How the FDA is trying to soothe coronavirus vaccine fears
FDA chief Stephen Hahn is stepping up efforts to convince Americans that his agency won’t sacrifice the safety or efficacy of a coronavirus vaccine for the sake of speed — even as President Donald Trump is urging the agency to move faster on Covid-19 cures.
Hahn, the nation’s top drug regulator, has been pumping out op-eds and popping up at scientific conferences in recent weeks to make the case for his agency’s independence. “FDA commissioner: No matter what, only a safe, effective vaccine will get our approval,” read the headline on a Washington Post piece Hahn wrote this month. “Unwavering regulatory safeguards for Covid-19 vaccines,” read another, published days later in the medical journal JAMA.
Within FDA, “the discussion has been: How do we communicate to the public and how do we push back on the misinformation — from all directions?” said one current health official. Asked about the president’s sometimes contradictory statements about the vaccines in development, the official said: “We just march forward.”
But it’s not clear whether Hahn’s efforts will persuade Americans who are hesitant about taking a coronavirus vaccine to do so.
Polls show that nearly a fifth of adults would refuse a coronavirus vaccine if one were available, in some cases over fears that any approval would be motivated by politics rather than science. Trump has repeatedly promised that a vaccine will be available by the end of the year — perhaps even before the November election, contradicting timetables laid out by top federal scientists.
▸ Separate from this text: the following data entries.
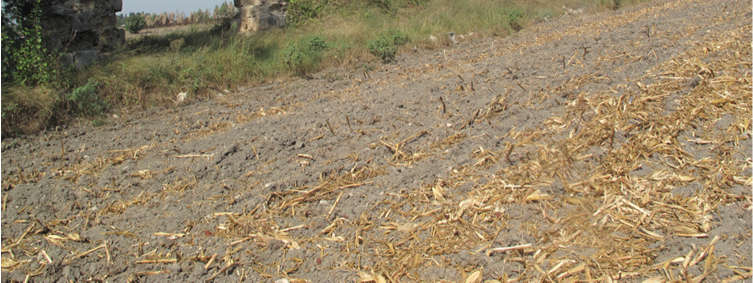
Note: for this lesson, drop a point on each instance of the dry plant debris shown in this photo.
(565, 171)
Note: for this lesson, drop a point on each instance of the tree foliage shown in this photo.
(25, 58)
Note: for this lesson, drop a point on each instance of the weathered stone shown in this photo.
(82, 29)
(257, 15)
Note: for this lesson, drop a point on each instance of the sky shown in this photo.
(159, 6)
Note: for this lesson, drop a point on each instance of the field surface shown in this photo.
(605, 147)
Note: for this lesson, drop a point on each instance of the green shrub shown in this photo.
(135, 23)
(304, 55)
(85, 100)
(26, 60)
(300, 11)
(386, 44)
(514, 17)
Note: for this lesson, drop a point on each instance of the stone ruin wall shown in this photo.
(257, 15)
(82, 29)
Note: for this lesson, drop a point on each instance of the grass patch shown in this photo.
(152, 69)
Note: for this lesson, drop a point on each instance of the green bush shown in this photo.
(300, 11)
(135, 23)
(386, 44)
(85, 100)
(514, 17)
(26, 60)
(304, 55)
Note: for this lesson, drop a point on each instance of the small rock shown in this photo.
(198, 270)
(175, 268)
(181, 97)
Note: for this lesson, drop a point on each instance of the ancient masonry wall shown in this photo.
(257, 15)
(82, 29)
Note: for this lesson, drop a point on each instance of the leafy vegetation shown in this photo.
(85, 99)
(152, 69)
(305, 54)
(135, 23)
(26, 59)
(386, 44)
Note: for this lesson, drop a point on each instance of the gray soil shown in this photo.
(226, 178)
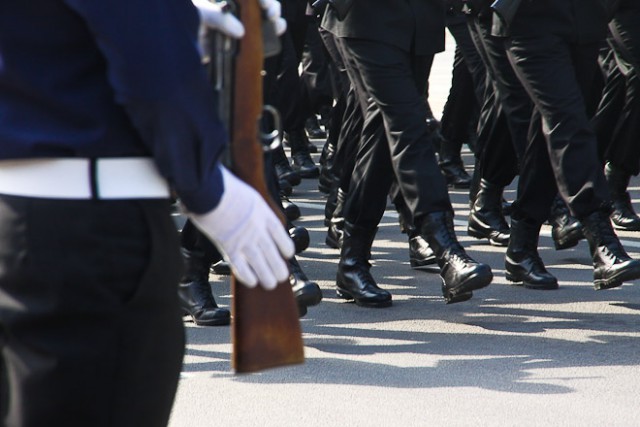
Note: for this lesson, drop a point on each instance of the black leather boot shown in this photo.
(623, 216)
(299, 235)
(451, 164)
(312, 126)
(566, 230)
(283, 167)
(522, 261)
(302, 161)
(290, 209)
(486, 220)
(327, 179)
(420, 253)
(354, 281)
(461, 275)
(611, 264)
(306, 292)
(336, 222)
(195, 295)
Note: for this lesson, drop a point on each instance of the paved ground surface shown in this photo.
(508, 357)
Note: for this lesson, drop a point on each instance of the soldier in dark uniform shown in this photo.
(392, 45)
(617, 120)
(553, 46)
(105, 107)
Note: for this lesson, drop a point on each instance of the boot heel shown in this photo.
(452, 297)
(344, 295)
(476, 233)
(512, 278)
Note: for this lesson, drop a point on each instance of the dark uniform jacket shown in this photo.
(117, 78)
(411, 25)
(581, 21)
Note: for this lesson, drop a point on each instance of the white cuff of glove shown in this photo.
(248, 233)
(215, 18)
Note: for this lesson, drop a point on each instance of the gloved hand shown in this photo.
(212, 16)
(273, 10)
(248, 233)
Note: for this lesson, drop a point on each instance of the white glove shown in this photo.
(212, 16)
(273, 10)
(248, 233)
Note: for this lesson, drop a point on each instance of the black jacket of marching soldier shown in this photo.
(396, 144)
(553, 46)
(617, 120)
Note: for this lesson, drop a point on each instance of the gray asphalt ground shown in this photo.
(508, 357)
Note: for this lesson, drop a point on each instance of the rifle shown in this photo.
(265, 327)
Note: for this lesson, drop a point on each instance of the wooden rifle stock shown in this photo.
(265, 324)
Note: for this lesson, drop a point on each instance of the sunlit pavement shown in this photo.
(508, 357)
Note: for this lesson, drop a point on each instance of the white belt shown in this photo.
(72, 178)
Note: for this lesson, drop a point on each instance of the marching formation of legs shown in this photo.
(124, 125)
(521, 100)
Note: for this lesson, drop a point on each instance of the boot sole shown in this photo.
(624, 228)
(377, 304)
(214, 322)
(618, 280)
(309, 297)
(568, 242)
(422, 263)
(465, 290)
(332, 243)
(530, 285)
(479, 234)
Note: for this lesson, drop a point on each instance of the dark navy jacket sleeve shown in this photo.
(116, 78)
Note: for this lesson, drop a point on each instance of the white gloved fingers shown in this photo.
(243, 272)
(231, 26)
(277, 264)
(272, 8)
(280, 25)
(281, 239)
(215, 18)
(257, 259)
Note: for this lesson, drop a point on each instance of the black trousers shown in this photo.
(619, 130)
(90, 330)
(505, 112)
(460, 112)
(283, 87)
(396, 141)
(557, 75)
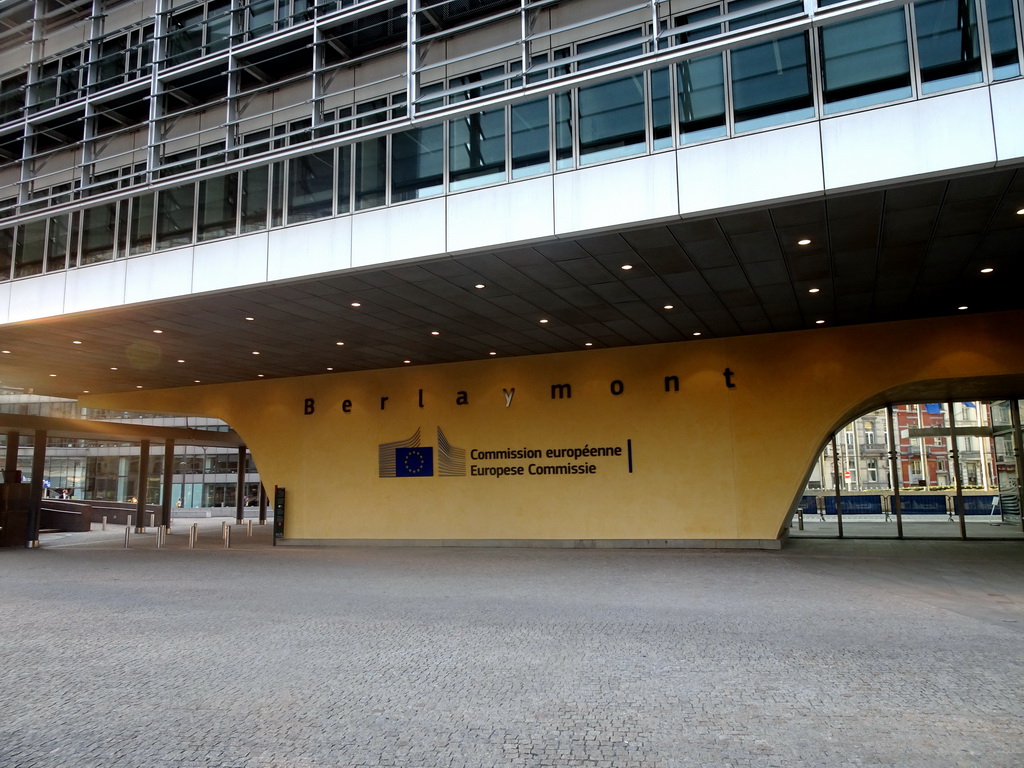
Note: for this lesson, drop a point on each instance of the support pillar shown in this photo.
(240, 486)
(165, 502)
(141, 485)
(955, 468)
(10, 459)
(36, 488)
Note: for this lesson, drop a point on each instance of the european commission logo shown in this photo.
(410, 458)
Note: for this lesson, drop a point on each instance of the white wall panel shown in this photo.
(4, 302)
(42, 296)
(309, 249)
(95, 287)
(226, 263)
(603, 197)
(916, 138)
(1008, 117)
(159, 275)
(406, 231)
(513, 213)
(775, 165)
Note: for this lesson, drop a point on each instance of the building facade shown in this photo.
(593, 198)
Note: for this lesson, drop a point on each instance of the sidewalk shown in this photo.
(826, 654)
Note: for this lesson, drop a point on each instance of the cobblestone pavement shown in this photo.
(826, 653)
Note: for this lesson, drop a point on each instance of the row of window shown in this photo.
(862, 61)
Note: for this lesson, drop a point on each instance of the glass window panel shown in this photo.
(771, 83)
(29, 253)
(141, 224)
(477, 148)
(217, 207)
(174, 216)
(310, 186)
(660, 90)
(56, 243)
(865, 61)
(371, 173)
(701, 98)
(344, 178)
(563, 130)
(760, 16)
(255, 195)
(947, 44)
(98, 226)
(609, 49)
(276, 194)
(6, 253)
(1003, 39)
(417, 163)
(530, 138)
(611, 120)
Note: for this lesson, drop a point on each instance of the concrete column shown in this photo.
(140, 485)
(240, 485)
(168, 496)
(10, 460)
(36, 488)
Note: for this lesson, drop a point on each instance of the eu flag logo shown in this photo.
(414, 462)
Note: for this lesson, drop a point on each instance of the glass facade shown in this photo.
(847, 61)
(945, 470)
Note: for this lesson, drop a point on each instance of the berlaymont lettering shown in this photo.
(558, 392)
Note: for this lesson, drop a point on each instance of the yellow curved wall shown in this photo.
(709, 462)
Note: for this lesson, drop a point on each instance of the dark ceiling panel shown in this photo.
(938, 236)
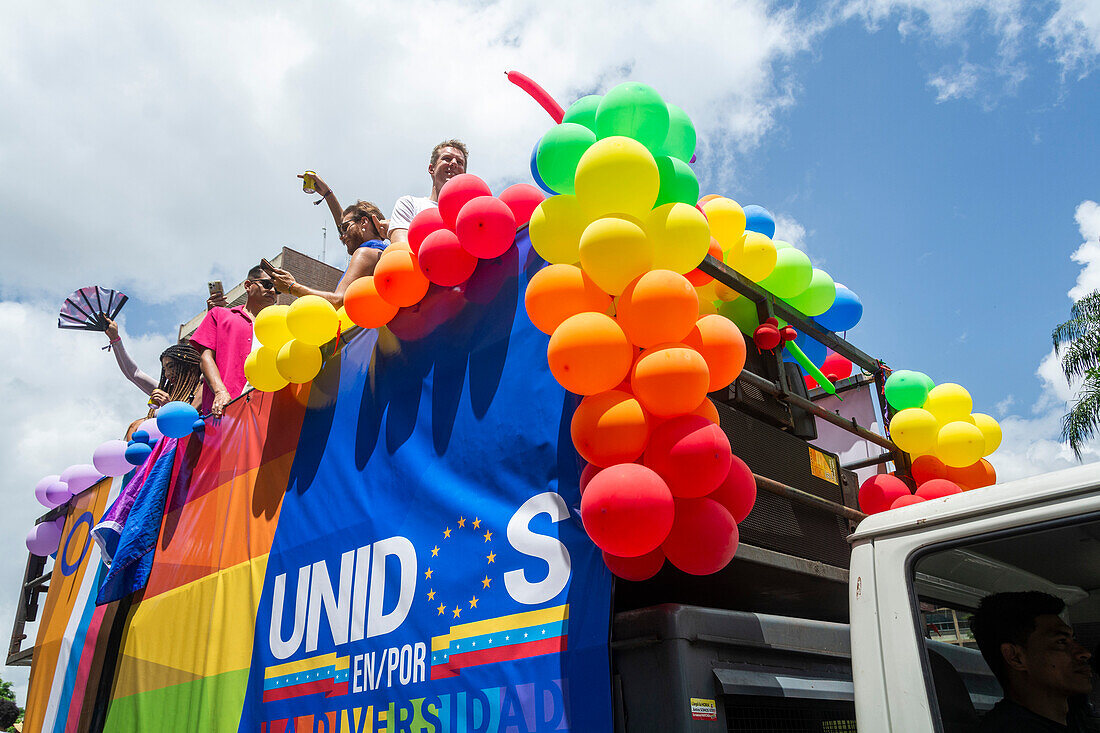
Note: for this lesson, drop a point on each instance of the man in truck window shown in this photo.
(1037, 662)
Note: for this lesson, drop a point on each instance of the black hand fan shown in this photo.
(88, 308)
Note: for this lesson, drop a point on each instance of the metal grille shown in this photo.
(770, 715)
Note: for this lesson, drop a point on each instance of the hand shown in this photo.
(284, 281)
(111, 330)
(319, 186)
(220, 400)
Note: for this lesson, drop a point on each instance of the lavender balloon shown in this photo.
(110, 458)
(80, 477)
(57, 493)
(43, 538)
(40, 490)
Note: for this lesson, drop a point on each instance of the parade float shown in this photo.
(417, 516)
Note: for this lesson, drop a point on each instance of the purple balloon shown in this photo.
(43, 538)
(110, 458)
(57, 493)
(80, 477)
(40, 490)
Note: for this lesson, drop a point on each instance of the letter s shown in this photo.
(540, 546)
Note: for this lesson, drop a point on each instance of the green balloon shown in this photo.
(634, 110)
(679, 183)
(908, 389)
(680, 142)
(792, 274)
(559, 152)
(583, 111)
(743, 313)
(817, 297)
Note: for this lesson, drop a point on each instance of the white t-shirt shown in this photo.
(408, 207)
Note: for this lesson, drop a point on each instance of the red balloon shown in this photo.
(879, 492)
(485, 227)
(937, 488)
(636, 568)
(457, 192)
(908, 500)
(627, 510)
(422, 225)
(703, 538)
(691, 453)
(586, 474)
(443, 261)
(926, 468)
(523, 199)
(737, 492)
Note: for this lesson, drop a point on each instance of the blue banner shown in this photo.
(429, 571)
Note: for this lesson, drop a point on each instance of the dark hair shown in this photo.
(457, 144)
(1009, 617)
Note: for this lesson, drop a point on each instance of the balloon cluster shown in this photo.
(444, 245)
(947, 441)
(619, 302)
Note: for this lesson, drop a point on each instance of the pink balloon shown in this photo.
(43, 538)
(443, 261)
(703, 538)
(457, 192)
(523, 199)
(485, 227)
(636, 568)
(56, 494)
(691, 453)
(627, 510)
(40, 490)
(110, 458)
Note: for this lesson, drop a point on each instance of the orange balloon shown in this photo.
(670, 379)
(659, 307)
(364, 306)
(723, 347)
(398, 279)
(696, 276)
(558, 292)
(976, 476)
(589, 353)
(609, 427)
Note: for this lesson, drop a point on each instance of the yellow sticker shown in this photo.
(703, 709)
(824, 467)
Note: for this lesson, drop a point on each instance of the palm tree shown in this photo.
(1078, 342)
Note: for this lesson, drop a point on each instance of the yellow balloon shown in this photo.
(262, 372)
(914, 430)
(614, 251)
(556, 228)
(990, 428)
(343, 320)
(680, 236)
(756, 259)
(271, 328)
(949, 402)
(311, 319)
(298, 362)
(726, 218)
(617, 175)
(959, 444)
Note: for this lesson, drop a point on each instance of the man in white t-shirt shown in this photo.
(448, 160)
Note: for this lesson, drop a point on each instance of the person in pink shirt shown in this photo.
(223, 340)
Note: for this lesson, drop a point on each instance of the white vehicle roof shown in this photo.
(999, 499)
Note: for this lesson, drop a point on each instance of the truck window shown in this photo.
(1060, 559)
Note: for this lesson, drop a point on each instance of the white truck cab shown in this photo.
(1033, 534)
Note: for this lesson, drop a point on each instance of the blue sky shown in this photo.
(937, 156)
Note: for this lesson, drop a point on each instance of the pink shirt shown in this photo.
(228, 331)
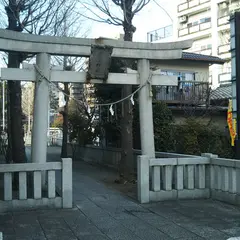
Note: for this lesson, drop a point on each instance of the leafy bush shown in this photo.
(192, 137)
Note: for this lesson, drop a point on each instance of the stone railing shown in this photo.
(172, 178)
(111, 156)
(32, 193)
(189, 178)
(225, 180)
(175, 176)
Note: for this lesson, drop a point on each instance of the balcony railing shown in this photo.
(224, 78)
(160, 33)
(194, 29)
(223, 20)
(186, 92)
(190, 4)
(224, 51)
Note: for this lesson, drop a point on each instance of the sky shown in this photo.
(151, 17)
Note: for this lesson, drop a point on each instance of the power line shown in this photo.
(163, 10)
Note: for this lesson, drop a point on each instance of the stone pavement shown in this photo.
(102, 213)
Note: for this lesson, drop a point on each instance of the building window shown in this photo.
(205, 20)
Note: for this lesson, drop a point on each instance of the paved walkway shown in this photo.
(102, 213)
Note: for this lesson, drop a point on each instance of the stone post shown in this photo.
(40, 113)
(146, 120)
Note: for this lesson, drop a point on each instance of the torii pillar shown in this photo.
(40, 113)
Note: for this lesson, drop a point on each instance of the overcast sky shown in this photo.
(150, 18)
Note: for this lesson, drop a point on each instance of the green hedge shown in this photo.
(192, 137)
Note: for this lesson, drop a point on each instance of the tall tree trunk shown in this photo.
(64, 152)
(15, 126)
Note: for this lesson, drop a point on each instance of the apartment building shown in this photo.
(207, 23)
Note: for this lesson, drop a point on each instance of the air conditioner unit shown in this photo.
(223, 5)
(183, 19)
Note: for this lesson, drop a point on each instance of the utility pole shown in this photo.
(64, 152)
(235, 58)
(3, 104)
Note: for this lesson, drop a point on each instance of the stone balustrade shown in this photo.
(33, 191)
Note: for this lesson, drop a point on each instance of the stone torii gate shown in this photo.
(45, 46)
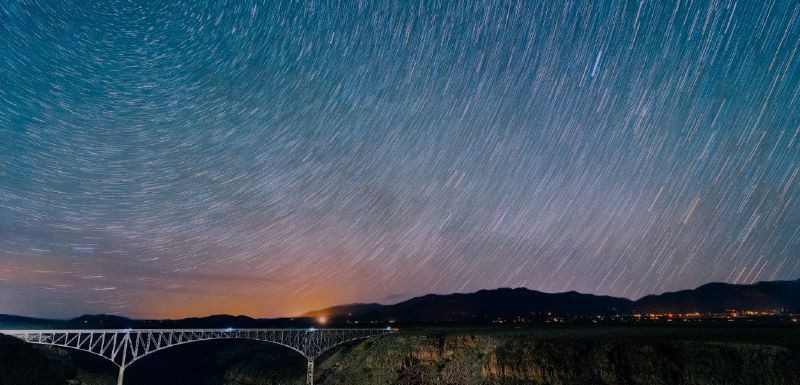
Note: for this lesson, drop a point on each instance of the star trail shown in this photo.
(181, 158)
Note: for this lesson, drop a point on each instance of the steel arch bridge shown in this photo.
(125, 346)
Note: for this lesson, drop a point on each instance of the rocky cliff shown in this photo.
(545, 356)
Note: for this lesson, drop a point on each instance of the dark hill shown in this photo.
(486, 305)
(481, 306)
(719, 297)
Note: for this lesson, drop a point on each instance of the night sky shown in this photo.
(170, 159)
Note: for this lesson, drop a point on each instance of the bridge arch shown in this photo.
(123, 347)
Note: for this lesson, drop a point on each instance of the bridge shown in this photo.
(125, 346)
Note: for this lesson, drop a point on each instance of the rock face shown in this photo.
(516, 358)
(546, 356)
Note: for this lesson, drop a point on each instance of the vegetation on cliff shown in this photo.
(481, 356)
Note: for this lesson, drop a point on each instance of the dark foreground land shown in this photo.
(601, 355)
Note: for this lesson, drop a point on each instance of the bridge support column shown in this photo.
(121, 373)
(309, 372)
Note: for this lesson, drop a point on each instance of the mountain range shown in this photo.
(479, 307)
(504, 303)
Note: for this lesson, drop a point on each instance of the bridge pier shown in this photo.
(121, 374)
(310, 372)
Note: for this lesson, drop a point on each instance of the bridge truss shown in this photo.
(125, 346)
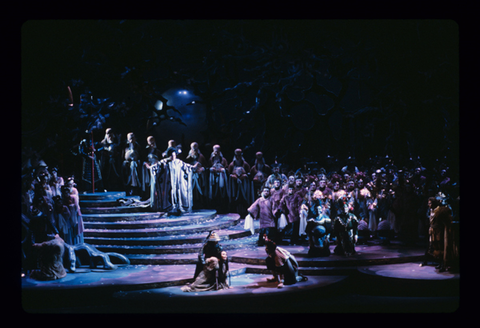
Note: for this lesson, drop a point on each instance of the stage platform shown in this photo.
(162, 251)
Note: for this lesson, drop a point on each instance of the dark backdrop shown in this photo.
(297, 90)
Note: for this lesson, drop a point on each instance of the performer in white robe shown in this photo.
(179, 175)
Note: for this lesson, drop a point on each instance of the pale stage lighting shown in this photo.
(159, 105)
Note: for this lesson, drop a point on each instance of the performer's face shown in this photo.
(336, 186)
(265, 192)
(224, 255)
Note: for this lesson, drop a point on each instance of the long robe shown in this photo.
(180, 177)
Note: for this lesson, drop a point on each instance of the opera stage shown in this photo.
(162, 251)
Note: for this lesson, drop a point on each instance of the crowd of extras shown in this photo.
(330, 202)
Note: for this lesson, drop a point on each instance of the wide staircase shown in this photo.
(150, 238)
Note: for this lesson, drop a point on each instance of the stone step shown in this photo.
(254, 256)
(216, 223)
(113, 209)
(104, 202)
(139, 251)
(224, 234)
(142, 220)
(103, 195)
(121, 217)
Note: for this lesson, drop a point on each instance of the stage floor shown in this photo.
(372, 276)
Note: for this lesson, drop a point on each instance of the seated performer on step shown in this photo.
(212, 277)
(211, 248)
(318, 231)
(284, 266)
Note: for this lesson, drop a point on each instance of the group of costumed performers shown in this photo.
(52, 229)
(212, 271)
(300, 213)
(171, 182)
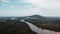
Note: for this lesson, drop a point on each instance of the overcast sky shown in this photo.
(29, 7)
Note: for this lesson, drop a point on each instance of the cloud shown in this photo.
(46, 7)
(6, 1)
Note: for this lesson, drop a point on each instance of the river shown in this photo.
(39, 30)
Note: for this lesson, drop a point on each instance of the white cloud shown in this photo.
(7, 1)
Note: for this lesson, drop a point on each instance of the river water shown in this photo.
(39, 30)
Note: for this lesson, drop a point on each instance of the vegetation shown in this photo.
(50, 25)
(14, 27)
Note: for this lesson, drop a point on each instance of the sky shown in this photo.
(29, 7)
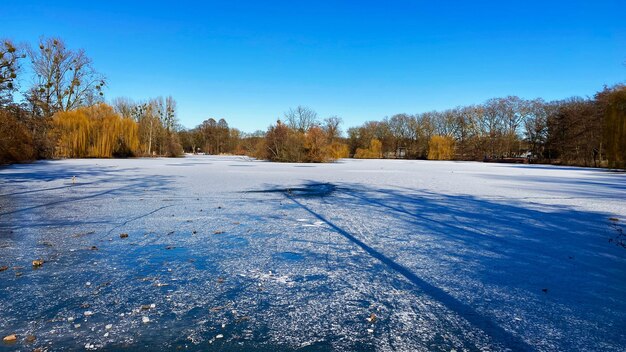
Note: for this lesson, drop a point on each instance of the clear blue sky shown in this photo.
(248, 62)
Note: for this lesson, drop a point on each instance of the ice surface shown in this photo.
(228, 253)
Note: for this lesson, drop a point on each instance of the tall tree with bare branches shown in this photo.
(65, 79)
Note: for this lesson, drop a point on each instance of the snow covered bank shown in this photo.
(361, 254)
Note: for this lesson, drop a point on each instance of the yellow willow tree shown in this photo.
(95, 131)
(441, 148)
(72, 131)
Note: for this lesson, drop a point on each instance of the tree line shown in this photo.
(575, 131)
(63, 114)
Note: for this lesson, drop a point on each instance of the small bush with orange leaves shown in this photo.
(375, 151)
(16, 141)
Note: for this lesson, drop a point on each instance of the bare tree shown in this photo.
(65, 79)
(331, 128)
(10, 55)
(301, 118)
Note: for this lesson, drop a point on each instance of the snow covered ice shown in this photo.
(229, 253)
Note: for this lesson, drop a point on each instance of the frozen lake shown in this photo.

Just 14 percent of voters would be more likely to take a vaccine recommended by Trump, according to a POLITICO/Morning Consult poll this month.
The president has also taken direct aim at the FDA in recent days, accusing it of slow-walking its coronavirus response for political reasons. “The deep state, or whoever, over at the FDA is making it very difficult for drug companies to get people in order to test the vaccines and therapeutics,” Trump tweeted Saturday. “Obviously, they are hoping to delay the answer until after November 3rd. Must focus on speed, and saving lives!”
POLITICO spoke to three current health officials familiar with discussions ongoing among Hahn and a small group of advisers — as well as three former FDA commissioners and several other health policy and vaccine experts, some of whom have advised the government during this pandemic.